Giving at a glance the Separate and Contemporaneous History of each Century. Invented and compiled by J. M. Ludlow, D.D.

Introduction

N. Y. TRIBUNE: “Contains an enormous mass of information, readily accessible.”

ROSWELL D. HITCHCOCK, D.D., LL.D.: “A marvel of ingenuity and condensation; exceedingly useful.”

R. S. STORRS, D.D.: “Will be readily and pleasantly helpful to historical students.”

JESSE B. THOMAS, D.D., Brooklyn: “Gives a ‘bird’s eye view’ of history in the truest sense.”

A. McLEAN, Ed. Brooklyn Eagle: “Brings before the eye the chief events of the past, in their international and synchronous relations.”
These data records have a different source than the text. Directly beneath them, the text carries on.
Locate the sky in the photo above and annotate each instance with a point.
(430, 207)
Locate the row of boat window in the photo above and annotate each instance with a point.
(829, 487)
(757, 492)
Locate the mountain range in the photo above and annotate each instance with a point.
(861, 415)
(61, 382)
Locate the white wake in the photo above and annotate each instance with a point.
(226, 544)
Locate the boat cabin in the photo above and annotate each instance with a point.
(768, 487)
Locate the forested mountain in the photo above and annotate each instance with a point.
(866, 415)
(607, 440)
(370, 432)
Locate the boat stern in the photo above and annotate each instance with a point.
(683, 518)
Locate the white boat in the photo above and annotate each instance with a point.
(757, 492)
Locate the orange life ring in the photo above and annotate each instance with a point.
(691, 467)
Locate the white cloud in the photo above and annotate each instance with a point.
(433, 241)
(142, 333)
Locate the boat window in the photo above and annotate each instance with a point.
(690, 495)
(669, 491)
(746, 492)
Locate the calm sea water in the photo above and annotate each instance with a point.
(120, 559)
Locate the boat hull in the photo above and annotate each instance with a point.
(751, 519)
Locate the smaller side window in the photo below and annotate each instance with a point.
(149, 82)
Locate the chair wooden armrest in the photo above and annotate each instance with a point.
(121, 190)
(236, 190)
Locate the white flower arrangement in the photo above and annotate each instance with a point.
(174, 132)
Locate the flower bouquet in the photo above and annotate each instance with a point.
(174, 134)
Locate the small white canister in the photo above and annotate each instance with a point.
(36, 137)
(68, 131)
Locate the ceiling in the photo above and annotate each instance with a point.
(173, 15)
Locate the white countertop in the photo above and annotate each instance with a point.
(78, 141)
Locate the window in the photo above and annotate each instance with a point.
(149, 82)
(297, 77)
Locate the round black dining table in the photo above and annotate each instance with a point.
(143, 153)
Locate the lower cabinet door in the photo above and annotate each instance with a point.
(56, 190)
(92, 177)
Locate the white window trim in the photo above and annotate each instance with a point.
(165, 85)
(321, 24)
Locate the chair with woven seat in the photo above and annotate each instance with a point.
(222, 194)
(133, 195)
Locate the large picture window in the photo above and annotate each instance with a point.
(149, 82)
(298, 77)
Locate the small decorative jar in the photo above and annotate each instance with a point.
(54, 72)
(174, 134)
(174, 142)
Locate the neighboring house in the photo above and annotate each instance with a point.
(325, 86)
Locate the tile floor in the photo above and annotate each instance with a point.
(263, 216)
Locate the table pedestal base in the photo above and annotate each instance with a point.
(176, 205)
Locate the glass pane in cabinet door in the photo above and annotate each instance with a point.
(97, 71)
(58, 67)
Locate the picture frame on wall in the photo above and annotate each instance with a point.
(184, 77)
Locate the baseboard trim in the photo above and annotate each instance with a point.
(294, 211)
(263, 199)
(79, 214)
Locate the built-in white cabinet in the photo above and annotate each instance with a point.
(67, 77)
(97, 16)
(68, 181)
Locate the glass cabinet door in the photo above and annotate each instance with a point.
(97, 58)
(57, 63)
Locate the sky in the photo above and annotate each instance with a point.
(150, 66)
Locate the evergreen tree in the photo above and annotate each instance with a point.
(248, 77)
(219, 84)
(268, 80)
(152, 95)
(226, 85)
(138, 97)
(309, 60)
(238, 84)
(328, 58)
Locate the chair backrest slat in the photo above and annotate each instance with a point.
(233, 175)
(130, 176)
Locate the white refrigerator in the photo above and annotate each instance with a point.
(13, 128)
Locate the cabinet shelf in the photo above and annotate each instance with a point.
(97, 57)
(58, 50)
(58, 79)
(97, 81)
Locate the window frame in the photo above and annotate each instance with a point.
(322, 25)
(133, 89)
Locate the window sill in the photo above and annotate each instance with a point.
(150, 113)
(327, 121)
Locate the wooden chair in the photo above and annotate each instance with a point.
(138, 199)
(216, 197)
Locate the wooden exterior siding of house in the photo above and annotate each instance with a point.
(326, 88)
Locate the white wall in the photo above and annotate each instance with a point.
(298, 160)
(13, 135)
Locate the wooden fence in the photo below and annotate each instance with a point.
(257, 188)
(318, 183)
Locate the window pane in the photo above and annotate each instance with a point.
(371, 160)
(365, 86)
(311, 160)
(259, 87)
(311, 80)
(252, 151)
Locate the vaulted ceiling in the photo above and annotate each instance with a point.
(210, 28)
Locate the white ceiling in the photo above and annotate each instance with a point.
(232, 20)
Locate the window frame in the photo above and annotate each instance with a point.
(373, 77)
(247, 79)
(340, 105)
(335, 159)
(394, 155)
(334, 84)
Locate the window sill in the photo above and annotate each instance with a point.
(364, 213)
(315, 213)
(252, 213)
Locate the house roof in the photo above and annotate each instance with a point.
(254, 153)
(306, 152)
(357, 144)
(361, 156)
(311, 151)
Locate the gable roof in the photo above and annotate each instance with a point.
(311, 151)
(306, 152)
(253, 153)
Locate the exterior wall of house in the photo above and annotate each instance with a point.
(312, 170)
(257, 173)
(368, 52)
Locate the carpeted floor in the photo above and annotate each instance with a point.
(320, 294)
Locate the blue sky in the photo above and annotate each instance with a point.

Ludlow’s Concentric Chart of History (1885), front fanned

The art of history flourished in Europe and the United States during the nineteenth century. History became a standard part of general education, and historical novels were all the rage. Knowing history mattered.

While many scholars wrote digests and study guides to help students along, others designed physical devices to make studying history easier. Among these, Ludlow’s Concentric Chart of History published by the New York Presbyterian pastor James Meeker Ludlow in 1885 is one of the most elegant.

Here was the problem. Books of history can be very dense with information. There is really no limit to the length of a book. But bringing together information from different parts of a book can be complex and taxing. Charts of history, by contrast, put historical information from different places and eras into a single visual field, but considerations of space and legibility severely limit the amount of information they can convey.

Today, we solve the problem of information depth through electronic interfaces. Click on a link, highlight a column, check a box, and you see all the information you need and nothing more. Before electronic display technologies, nineteenth-century inventors suggested numerous physical solutions to this fundamental data visualization problem.

James M. Ludlow’s solution was novel. He divided his historical chart into a large deck of triangular cards, each representing a nation or subject to be selected individually according to the interests of the user. Ludlow laid out the historical information on these cards in concentric bands representing centuries, with the most distant century closest to the point of the triangle. The deck was held together by a brass pin at the narrow end, so selected cards could be fanned out and placed next to one another.

The format of Ludlow’s device guaranteed that when the user placed one card next to another, centuries automatically lined up. If England and France were selected, the user would easily and without any additional effort see what was taking place contemporaneously in the two nations. On one side of the deck were years B. C., and on the other, A. D.

Ludlow did not go light on information. Though he left three card faces blank so users could make notes—and he also published an entirely blank deck for general note taking purposes—he mostly tried to fit as much information onto the cards as possible, and it is debatable whether or not the chart is too dense with text to best fulfill its purpose.

Regardless, Ludlow’s Concentric Chart of History is pleasure to hold and to use. Aesthetically, it brings together sumptuous print with the machine precision of the brass screw. The Chart looks and feels like a Spanish fan, and, like any well-designed interface, it is quick to use, but still makes you want to linger. It is useful to juxtapose nations whose histories are tightly bound together. But it is also absorbing to make new, less obvious alignments, to search for unrealized connections and synchronicities across the space of the world.

Physical copies of Ludlow’s Concentric Chart of History are now hard to find. In this digital version, we have tried to preserve the look and to convey the feel of the original. Just as in real life, pick the cards you want to use and fan them out. Flip the deck to switch from dates A. D. to dates B. C. Examine cards individually up close or at a distance. Compare up to three cards at a time. Read, play, memorize!